Among other differences, the all-boys school will use a competitive approach to academics, add organized movement to its school day and rely heavily on mentor relationships with groups like 100 Black Men. Eighty percent of its staff will be male.

Although the Tindley Preparatory Academy will be the first all-boys public charter school in Indianapolis, the one-gender design is nothing new. Single-sex private schools have long been an option, and single-sex public schools have been growing in popularity since 2006. That’s when the U.S. Department of Education issued regulations making clear that they did not fall afoul of Title IX, which prohibits sex discrimination in federally funded educational programs.

The National Association for Single Sex Public Education has posted on its website an overview of research on single-gender education.
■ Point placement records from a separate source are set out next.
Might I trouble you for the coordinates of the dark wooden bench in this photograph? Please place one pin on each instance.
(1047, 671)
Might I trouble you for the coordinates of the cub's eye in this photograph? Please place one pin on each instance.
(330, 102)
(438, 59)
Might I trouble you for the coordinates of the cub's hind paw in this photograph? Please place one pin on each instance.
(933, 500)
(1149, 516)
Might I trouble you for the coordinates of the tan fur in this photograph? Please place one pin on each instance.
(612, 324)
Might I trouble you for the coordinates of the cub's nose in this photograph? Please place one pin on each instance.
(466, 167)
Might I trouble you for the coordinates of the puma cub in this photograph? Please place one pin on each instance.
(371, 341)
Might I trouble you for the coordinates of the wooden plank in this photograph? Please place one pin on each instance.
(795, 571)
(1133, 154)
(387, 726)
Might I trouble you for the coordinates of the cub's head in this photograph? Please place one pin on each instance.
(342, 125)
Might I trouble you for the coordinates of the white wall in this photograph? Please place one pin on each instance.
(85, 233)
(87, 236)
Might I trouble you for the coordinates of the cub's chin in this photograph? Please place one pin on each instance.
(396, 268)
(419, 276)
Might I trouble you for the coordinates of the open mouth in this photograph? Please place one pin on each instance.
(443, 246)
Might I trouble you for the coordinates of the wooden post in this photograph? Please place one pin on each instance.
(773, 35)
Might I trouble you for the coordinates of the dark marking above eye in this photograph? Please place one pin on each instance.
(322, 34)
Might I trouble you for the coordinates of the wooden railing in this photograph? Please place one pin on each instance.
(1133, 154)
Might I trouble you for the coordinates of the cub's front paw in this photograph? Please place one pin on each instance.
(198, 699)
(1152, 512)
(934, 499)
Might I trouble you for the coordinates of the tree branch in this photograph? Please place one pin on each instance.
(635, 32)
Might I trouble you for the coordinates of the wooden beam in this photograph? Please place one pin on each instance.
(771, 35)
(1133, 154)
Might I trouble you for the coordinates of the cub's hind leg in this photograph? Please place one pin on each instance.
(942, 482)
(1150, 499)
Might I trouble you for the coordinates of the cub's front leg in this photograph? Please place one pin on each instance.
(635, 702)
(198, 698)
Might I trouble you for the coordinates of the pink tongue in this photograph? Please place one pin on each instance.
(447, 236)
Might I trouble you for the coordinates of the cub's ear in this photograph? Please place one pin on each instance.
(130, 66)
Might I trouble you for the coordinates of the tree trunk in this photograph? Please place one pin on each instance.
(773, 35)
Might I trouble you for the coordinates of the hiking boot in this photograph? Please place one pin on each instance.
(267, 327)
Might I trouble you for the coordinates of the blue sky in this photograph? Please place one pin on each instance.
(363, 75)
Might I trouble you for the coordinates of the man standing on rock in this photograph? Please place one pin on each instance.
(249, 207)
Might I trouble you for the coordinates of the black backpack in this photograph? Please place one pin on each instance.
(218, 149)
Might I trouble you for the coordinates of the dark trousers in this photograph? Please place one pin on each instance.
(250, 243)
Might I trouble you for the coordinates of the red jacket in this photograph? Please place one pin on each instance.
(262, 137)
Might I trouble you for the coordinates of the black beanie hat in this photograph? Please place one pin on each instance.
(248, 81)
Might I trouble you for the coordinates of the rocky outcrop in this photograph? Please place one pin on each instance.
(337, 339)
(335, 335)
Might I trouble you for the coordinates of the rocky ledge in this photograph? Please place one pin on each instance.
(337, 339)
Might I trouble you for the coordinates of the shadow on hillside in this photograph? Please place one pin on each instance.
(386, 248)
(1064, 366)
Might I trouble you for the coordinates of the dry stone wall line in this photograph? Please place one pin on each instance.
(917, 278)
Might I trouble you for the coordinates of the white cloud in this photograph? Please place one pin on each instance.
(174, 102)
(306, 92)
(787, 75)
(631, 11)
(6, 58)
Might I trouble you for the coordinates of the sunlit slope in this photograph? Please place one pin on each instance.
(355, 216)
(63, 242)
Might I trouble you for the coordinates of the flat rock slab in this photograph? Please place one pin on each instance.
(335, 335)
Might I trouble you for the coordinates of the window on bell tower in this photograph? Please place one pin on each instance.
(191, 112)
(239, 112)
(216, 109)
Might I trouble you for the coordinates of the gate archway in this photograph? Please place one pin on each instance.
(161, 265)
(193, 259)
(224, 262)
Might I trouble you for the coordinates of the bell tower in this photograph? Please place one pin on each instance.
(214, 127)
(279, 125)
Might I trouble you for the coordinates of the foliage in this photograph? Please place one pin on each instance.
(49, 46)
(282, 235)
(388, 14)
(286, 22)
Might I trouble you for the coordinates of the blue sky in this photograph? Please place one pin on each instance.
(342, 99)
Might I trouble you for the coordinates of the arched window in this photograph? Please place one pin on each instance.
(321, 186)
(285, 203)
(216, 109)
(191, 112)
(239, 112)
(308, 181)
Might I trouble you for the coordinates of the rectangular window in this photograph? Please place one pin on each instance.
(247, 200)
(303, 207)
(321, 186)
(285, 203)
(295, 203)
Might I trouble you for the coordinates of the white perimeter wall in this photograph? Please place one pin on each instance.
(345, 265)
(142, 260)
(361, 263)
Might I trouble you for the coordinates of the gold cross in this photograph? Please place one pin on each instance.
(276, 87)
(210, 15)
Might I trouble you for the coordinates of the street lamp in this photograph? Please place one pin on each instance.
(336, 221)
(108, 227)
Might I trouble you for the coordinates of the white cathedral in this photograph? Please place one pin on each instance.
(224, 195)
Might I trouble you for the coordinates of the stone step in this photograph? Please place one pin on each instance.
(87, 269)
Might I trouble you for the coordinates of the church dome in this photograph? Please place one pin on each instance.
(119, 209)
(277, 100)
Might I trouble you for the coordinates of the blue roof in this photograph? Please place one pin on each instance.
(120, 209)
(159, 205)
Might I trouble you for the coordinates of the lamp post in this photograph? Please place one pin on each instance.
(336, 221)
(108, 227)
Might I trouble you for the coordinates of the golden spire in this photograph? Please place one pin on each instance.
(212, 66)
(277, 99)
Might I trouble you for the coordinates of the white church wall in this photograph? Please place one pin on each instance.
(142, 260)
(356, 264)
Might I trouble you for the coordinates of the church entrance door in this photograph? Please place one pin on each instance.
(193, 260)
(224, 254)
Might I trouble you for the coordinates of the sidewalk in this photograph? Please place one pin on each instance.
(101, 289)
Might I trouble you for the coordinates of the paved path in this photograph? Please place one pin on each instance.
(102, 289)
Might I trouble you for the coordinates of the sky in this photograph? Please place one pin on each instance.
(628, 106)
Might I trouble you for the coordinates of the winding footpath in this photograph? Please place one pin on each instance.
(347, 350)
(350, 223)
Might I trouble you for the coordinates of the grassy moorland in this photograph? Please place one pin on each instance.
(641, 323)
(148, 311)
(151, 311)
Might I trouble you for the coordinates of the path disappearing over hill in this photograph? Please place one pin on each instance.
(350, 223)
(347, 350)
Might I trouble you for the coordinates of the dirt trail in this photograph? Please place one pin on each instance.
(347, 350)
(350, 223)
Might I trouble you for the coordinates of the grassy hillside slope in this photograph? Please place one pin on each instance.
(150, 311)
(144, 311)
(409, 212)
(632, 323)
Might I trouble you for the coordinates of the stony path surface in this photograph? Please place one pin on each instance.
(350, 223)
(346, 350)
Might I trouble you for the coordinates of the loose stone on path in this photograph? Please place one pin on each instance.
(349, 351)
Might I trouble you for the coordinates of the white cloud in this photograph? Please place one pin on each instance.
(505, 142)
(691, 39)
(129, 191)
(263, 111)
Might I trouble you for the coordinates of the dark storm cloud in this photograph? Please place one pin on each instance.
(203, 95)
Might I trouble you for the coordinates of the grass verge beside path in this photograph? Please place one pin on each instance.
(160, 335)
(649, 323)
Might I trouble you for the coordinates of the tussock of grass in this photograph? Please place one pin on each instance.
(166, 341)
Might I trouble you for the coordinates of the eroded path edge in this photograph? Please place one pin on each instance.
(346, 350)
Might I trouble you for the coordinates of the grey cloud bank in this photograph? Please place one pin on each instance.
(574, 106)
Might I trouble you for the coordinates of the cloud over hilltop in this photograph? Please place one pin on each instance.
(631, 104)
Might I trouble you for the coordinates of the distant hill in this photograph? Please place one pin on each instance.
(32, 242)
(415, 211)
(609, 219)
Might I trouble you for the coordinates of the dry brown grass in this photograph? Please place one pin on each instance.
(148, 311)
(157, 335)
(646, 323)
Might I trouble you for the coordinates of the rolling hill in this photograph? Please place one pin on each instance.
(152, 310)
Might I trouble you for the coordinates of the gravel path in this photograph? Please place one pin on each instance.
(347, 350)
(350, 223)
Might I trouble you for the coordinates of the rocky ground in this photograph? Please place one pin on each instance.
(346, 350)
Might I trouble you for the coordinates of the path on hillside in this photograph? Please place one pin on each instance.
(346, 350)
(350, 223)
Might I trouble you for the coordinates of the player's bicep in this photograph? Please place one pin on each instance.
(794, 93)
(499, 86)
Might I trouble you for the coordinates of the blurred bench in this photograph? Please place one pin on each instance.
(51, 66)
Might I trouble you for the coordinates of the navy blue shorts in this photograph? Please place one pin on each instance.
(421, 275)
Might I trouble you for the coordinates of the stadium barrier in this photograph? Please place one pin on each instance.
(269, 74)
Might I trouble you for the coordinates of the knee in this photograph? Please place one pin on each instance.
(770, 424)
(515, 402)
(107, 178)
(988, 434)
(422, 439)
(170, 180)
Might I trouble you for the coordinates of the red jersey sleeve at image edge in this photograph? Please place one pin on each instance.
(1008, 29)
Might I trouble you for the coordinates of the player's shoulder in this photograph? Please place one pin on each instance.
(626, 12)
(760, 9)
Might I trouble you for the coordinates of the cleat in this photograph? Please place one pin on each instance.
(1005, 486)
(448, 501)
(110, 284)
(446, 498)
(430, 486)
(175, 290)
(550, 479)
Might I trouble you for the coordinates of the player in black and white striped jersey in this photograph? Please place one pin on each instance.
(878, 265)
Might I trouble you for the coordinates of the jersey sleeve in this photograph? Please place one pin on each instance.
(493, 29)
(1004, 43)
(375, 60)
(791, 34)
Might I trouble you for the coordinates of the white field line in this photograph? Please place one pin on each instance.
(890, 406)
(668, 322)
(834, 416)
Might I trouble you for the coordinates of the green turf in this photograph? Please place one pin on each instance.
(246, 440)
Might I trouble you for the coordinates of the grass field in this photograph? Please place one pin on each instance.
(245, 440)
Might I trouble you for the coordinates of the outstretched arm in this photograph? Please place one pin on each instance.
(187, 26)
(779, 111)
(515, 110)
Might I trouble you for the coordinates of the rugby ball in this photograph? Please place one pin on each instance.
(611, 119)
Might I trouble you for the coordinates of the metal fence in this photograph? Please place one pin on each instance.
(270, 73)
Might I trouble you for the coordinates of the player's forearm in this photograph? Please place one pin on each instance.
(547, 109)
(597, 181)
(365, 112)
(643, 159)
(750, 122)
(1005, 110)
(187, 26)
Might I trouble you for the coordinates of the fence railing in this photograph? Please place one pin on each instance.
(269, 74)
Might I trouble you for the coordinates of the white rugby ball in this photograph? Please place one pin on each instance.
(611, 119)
Although results appear mixed depending on factors such as age level and school size, overall the data is promising.

One of the bigger studies analyzed performance of 270,000 Australian students in 53 subjects and found that those in same-sex settings scored 15 to 22 percentile ranks higher than peers in coed settings. Further, the report found that “boys and girls in single sex schools were more likely to be better behaved and to find learning more enjoyable and the curriculum more relevant.”

Closer to home, results of a pilot project in Florida found both boys and girls performed better on the Florida Comprehensive Assessment Test when assigned to single-sex classrooms.  Of boys in coed classes, 37 scored at the proficient level compared to 86 percent of boys in single-sex classes.  Fifty-nine percent of girls in coed classes scored proficient while 75 percent of girls in single-sex classes did.

People don’t talk about this data because it flies in the face of modern understanding of gender equity and of our country’s historic commitment to coeducation. But teaching must follow science, and science confirms what parents and teachers suspect. The brains of boys and girls develop differently.

In scientific terms, “total cerebral volume” peaks at age 10 or 11 in girls and at 14 or 15 in boys. This may explain why single-sex education is considered most effective in the middle school years.

Research on how this plays out in the classroom is scant, but Tindley hopes to change that.

To that end, Tindley is looking for research partners to document results of the endeavor. “First things first,” Robinson says. “We have to prove that it works.”